One particular gem from the article is this statistic:

Modern hardware can perform 1500 handshakes/second/core.

That’s a decent amount of connections per second, to be sure. As I write this, I can see about 220 SSL connections per second on one fairly busy site I’ve got access to the load balancer stats for. I don’t have long term stats in front of me to know what the site does at peak, but even if there’s a 10x increase at peak, that’s well within the realms of what a single not-so-powerful server could handle (SSL wise) these days.

However, I’ve previously worked on a site that was doing, at peak, 6000 (HTTP, thankfully) connections per second, some 6+ years ago (when CPUs were slower, a dual core, dual CPU server was a fairly schmick bit of kit, and quad-core CPUs a geek’s wet dream). There was plenty of demand for more traffic; the limitation was the size of the backend cluster and the efficiency of the software on those backends, so it could have been doing a lot more than 6000/second if those other bottlenecks could have been removed. If the site had been running HTTPS exclusively, the poor load balancer would have been having a fine time of it terminating all that SSL traffic.

Finally, to wrap things up, tobylane asks:

Sounds useful, but how many visitors do you need to have for this to be worth doing?

To which WALoeIII replies:

If you have any visitors you are doing them a huge disservice if you do not have SSL session caching.
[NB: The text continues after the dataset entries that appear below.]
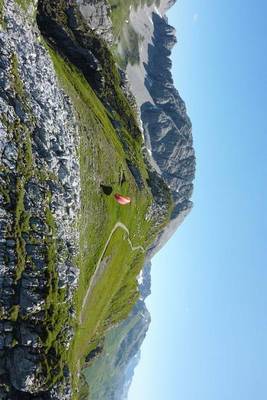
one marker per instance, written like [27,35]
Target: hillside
[70,140]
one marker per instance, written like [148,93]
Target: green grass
[103,160]
[24,4]
[120,10]
[2,23]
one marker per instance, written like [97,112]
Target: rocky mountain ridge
[168,136]
[47,176]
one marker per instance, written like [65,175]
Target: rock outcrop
[39,205]
[121,351]
[167,128]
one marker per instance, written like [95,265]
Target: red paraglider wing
[123,200]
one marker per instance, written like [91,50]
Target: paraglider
[122,200]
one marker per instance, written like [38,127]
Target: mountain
[168,138]
[76,131]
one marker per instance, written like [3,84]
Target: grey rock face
[96,14]
[39,204]
[115,366]
[168,127]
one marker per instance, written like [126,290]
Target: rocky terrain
[168,136]
[70,123]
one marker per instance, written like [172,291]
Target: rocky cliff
[70,139]
[167,127]
[168,138]
[39,204]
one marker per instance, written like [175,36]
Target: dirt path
[100,268]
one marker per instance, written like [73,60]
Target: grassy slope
[103,160]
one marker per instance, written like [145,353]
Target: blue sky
[208,337]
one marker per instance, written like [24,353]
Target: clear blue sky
[208,337]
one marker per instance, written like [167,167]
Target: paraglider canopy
[122,200]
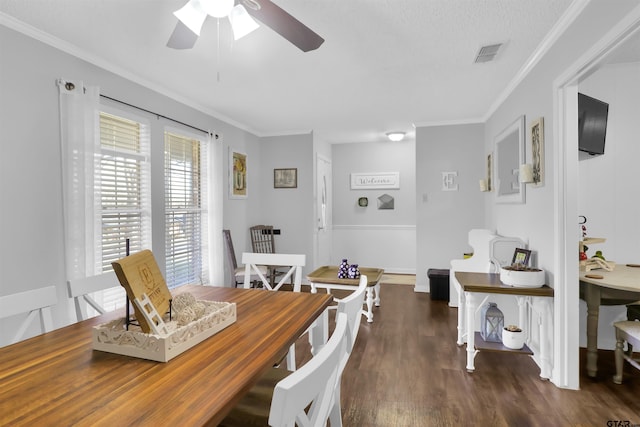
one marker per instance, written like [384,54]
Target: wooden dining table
[58,379]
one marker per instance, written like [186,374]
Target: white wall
[444,218]
[32,253]
[369,236]
[608,187]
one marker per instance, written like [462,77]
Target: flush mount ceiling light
[396,136]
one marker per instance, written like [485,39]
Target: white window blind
[185,209]
[123,194]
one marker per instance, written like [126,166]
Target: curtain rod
[159,115]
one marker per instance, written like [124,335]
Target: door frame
[565,103]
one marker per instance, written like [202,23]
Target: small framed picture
[285,178]
[521,257]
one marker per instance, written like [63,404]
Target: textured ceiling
[385,64]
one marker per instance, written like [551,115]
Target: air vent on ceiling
[487,53]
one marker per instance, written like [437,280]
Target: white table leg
[593,296]
[319,332]
[546,325]
[461,316]
[472,304]
[370,304]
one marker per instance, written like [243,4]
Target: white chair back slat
[312,385]
[33,302]
[80,290]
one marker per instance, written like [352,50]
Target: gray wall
[444,218]
[608,187]
[32,253]
[288,209]
[369,236]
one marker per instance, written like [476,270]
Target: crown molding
[48,39]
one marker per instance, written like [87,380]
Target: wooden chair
[626,331]
[34,302]
[263,242]
[237,273]
[81,289]
[301,398]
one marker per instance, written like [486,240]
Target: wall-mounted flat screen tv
[592,124]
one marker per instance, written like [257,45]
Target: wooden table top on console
[489,283]
[329,274]
[58,379]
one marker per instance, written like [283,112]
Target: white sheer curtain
[216,254]
[79,121]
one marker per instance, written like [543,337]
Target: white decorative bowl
[521,278]
[513,340]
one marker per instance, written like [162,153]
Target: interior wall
[369,236]
[534,221]
[287,209]
[444,218]
[607,186]
[31,210]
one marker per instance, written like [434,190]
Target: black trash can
[438,283]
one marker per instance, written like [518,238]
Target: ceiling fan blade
[283,23]
[182,37]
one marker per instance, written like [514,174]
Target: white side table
[475,287]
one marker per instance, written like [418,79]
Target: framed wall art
[509,155]
[237,174]
[285,178]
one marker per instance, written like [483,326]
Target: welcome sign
[378,180]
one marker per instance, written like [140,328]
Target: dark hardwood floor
[406,370]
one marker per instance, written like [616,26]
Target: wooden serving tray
[113,337]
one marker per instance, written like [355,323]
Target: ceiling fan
[192,15]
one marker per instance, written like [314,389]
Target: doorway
[566,310]
[323,221]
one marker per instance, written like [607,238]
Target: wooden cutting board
[139,274]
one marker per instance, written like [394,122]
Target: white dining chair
[34,302]
[294,262]
[253,263]
[626,331]
[81,289]
[351,306]
[303,397]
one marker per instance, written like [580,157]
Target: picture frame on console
[521,257]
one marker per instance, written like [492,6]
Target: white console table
[474,290]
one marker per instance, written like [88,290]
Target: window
[122,195]
[185,209]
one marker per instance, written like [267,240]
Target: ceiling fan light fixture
[217,8]
[241,22]
[192,15]
[396,136]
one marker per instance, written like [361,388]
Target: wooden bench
[628,331]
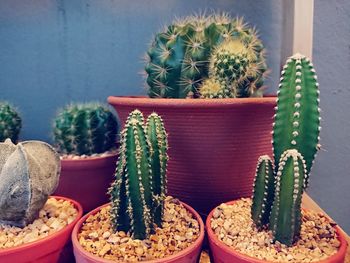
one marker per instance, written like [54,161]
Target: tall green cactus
[297,119]
[264,191]
[85,129]
[295,143]
[138,192]
[10,122]
[285,219]
[178,59]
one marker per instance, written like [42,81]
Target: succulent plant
[10,122]
[138,192]
[85,129]
[29,173]
[295,143]
[178,59]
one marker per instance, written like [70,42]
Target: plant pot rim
[143,101]
[178,255]
[42,241]
[213,238]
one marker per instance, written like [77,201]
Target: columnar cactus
[178,59]
[295,143]
[29,173]
[85,129]
[138,192]
[10,122]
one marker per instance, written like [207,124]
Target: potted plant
[272,227]
[10,122]
[86,135]
[33,226]
[141,223]
[205,77]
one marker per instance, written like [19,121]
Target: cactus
[29,173]
[263,194]
[285,219]
[178,59]
[297,119]
[295,143]
[138,192]
[85,129]
[10,122]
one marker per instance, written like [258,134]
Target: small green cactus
[178,59]
[295,143]
[139,189]
[88,128]
[10,122]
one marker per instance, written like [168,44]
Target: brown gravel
[55,215]
[179,231]
[233,225]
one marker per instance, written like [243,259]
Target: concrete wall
[55,52]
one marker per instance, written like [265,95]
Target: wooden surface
[307,203]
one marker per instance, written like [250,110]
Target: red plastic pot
[189,255]
[45,250]
[87,180]
[224,254]
[214,144]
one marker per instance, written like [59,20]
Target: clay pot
[224,254]
[214,144]
[87,180]
[189,255]
[45,250]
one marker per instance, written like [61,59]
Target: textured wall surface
[55,52]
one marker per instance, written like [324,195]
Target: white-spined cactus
[29,173]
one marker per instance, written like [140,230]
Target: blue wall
[55,52]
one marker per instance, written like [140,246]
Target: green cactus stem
[10,122]
[297,119]
[178,59]
[158,148]
[285,219]
[263,193]
[88,128]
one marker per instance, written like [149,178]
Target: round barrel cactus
[178,58]
[89,128]
[10,122]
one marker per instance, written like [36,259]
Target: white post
[297,28]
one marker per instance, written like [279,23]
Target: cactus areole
[278,191]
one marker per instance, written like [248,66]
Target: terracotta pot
[189,255]
[45,250]
[224,254]
[214,144]
[87,180]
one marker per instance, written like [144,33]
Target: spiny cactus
[295,143]
[85,129]
[138,192]
[10,122]
[285,219]
[264,191]
[297,119]
[29,173]
[178,59]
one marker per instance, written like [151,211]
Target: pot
[189,255]
[44,250]
[224,254]
[87,179]
[213,144]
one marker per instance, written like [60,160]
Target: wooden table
[307,203]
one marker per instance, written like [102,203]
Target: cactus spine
[178,59]
[295,143]
[263,194]
[10,122]
[85,129]
[138,192]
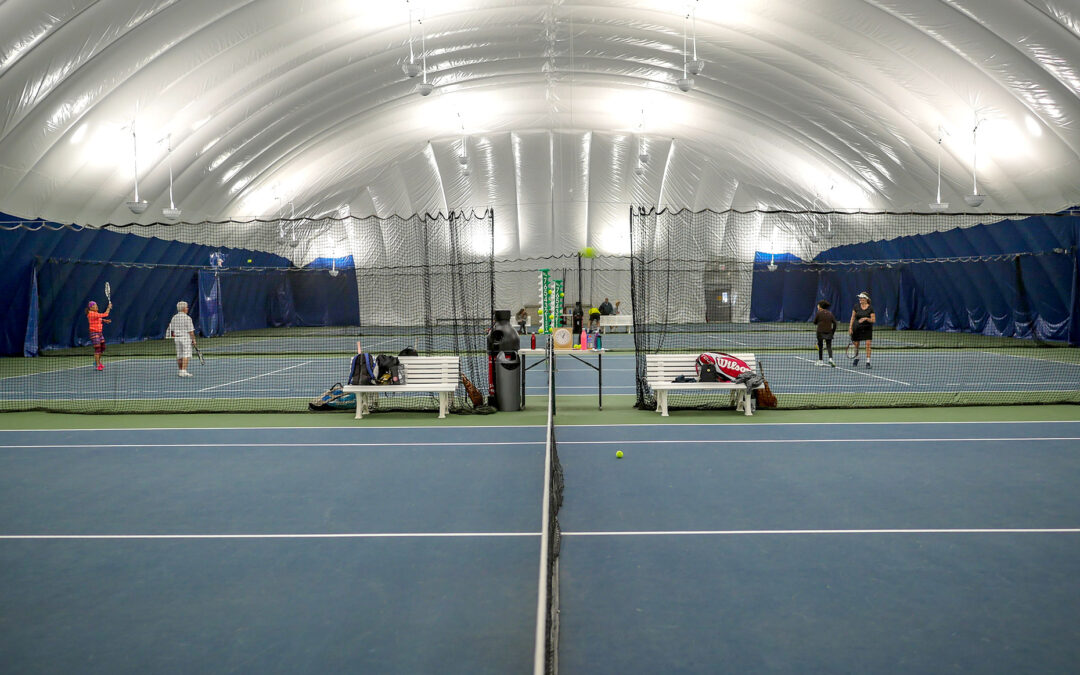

You would use external SSL caching like this if you have more than one SSL termination point (typically a webserver like nginx/Apache) behind a load-balancer.

Which I think sums the whole thing up nicely. You should always be doing SSL session caching with HTTPS, and if you’ve got a load-balanced setup using nginx, you now have the technology to do it scalably.


3 Comments

From: Willy TARREAU
2011-07-30 21:04

I completely agree with your points. SSL is becoming cheaper with larger CPUs. I still see a benefit for HW crypto, though, but that’s in a very limited area : when you want to boost SSL performance of performance-limited devices (eg: small appliances). For instance, it might be worth offloading SSL handshakes to a cheap card when the main CPU is an atom or pentium-m that perfectly fits the purpose except for SSL. But whenever you can afford bigger machines and higher power usage, software-based SSL will be a lot cheaper than hardware-based, and more importantly it’s easier to scale.

From: ashley
2011-08-14 14:31

http://www.entropykey.co.uk/

Cheap enough hardware randomness

From: Matt Palmer
2011-08-14 15:04

36 pounds plus VAT and shipping… I guess “cheap enough” is in the eye of the beholder. If you need a lot of entropy, then it’s priceless.